Recently, there has been increased conversation on artificial intelligence and how it can make advertising more relevant for consumers. Its potential cannot be understated when it comes to improving the promise of personalised, adaptive and appropriate advertising; something programmatic is yet to deliver on.
However, before we relinquish all control to the machines, it is important to understand the broader effects this may have, especially in an industry that depends heavily on bringing brands and consumers together. We need to ask ourselves if we have been too quick to tout the benefits of being exclusively data-driven, without fully considering the broader and long-term implications or the available alternatives to make the best use of data.
If you look at the key themes of recent conversation across the industry, they have centred on driving outcomes. While very significant, it’s sidelined an important part of any brand’s strategy – establishing an emotional connection with the consumer, and in combination with contextual relevance – building long-term brand affinity.
Therefore, the debate should be extended beyond how data can be used to drive performance and cover how it can be applied to realise value. And not just how it is applied, but also the ‘when,’ which is fundamental to understanding different approaches, which are critical to successfully bringing together the already converging direct and programmatic disciplines.

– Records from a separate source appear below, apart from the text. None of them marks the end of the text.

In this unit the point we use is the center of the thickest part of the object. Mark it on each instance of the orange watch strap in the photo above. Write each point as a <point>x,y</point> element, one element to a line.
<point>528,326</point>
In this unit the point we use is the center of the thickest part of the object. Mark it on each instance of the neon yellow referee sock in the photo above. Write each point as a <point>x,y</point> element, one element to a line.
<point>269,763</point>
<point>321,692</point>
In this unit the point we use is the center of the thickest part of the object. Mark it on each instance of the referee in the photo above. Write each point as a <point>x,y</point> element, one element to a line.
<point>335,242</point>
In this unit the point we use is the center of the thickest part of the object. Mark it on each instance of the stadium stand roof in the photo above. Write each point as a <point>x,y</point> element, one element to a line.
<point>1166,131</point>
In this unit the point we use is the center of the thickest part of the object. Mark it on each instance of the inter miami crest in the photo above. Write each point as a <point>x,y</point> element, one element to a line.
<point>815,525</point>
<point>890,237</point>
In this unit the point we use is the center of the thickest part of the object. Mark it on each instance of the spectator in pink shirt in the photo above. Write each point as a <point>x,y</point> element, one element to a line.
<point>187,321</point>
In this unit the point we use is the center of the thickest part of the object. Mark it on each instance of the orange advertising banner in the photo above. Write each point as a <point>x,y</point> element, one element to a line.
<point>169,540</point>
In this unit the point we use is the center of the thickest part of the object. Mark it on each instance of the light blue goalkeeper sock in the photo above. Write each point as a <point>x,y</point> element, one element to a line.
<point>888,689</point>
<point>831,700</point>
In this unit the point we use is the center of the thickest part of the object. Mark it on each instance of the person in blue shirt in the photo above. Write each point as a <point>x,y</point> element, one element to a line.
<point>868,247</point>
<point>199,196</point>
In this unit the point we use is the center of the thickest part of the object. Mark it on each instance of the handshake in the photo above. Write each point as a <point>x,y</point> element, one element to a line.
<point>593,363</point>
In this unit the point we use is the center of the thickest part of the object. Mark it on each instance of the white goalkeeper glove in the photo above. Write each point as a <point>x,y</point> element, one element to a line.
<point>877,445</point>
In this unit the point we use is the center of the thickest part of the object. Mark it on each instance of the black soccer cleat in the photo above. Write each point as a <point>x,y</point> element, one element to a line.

Data-driven vs. Data informed
Data-driven advertising, also known as programmatic or real-time, has been revolutionary. No one can argue that it has forever changed the manner in which businesses can target consumers, and that media is now more accountable. However, the shift to data-driven advertising has seen the discussion move towards the efficiency of the transaction, which relates to price and performance.
Data-informed advertising is less well understood, but is equally important. Being data-informed means that an individual recognises that he has a small subset of the knowledge required to reach a decision. Its primary use is in media planning and direct sales, which describes the inventory purchased for future purposes. A good example of the utilisation of a data-informed approach is determining the potential return on investment by relating investment history with performance data. It can be extremely useful if access is available in real-time at the most basic levels, especially when used before and during the campaign. However, current constraints of what is a manual and iterative process mean the data can only be applied retrospectively, with no overarching consideration as to when it can be most useful.
Bringing the data where it is needed
Automation gets the data where it is needed. It addresses the gap that exists in direct sales, meaning data can be made accessible to both the buyer and seller, to help them make better decisions in real-time. Purpose built technology brings automation across the entire campaign lifecycle. It solves the issue of the highly iterative processes whereby decentralised information exists in separate systems that do not interact.
The disconnect often leads to inconsistent information, and, therefore, a removal from a point of truth of inventory availability. This increases the risk of errors, both pre and post campaign. Considering the numbers behind it, this is not only surprising, but with technology that’s available that directly addresses these issues, it should be inexcusable.
Move the Conversation Beyond Price to Value
Price is what you pay for a particular product. Value is what you are willing to pay, and what a commodity or service is worth. The discretion is necessary, particularly when considering a data-driven or data-informed approach. The latter opens up more opportunity for a sustainable industry-based model and balancing the two successfully.
Using investment history, to correlate price to volume to accurately inform a negotiating position is almost impossible in the eco-systems, as is correlating price to results (i.e. value). Historically, there has been no way of linking price and value insights to a marketplace of available inventory.
The key is to look beyond price and performance where the true value of inventory can be unlocked. The process of then conflating those impressions into products and buying it ahead of time, based on a shared understanding of its value, is a win for both buyers and sellers.
The idea of a shared value is only possible when the buyer and seller work together, and their relationship supported by automation and not replaced by it.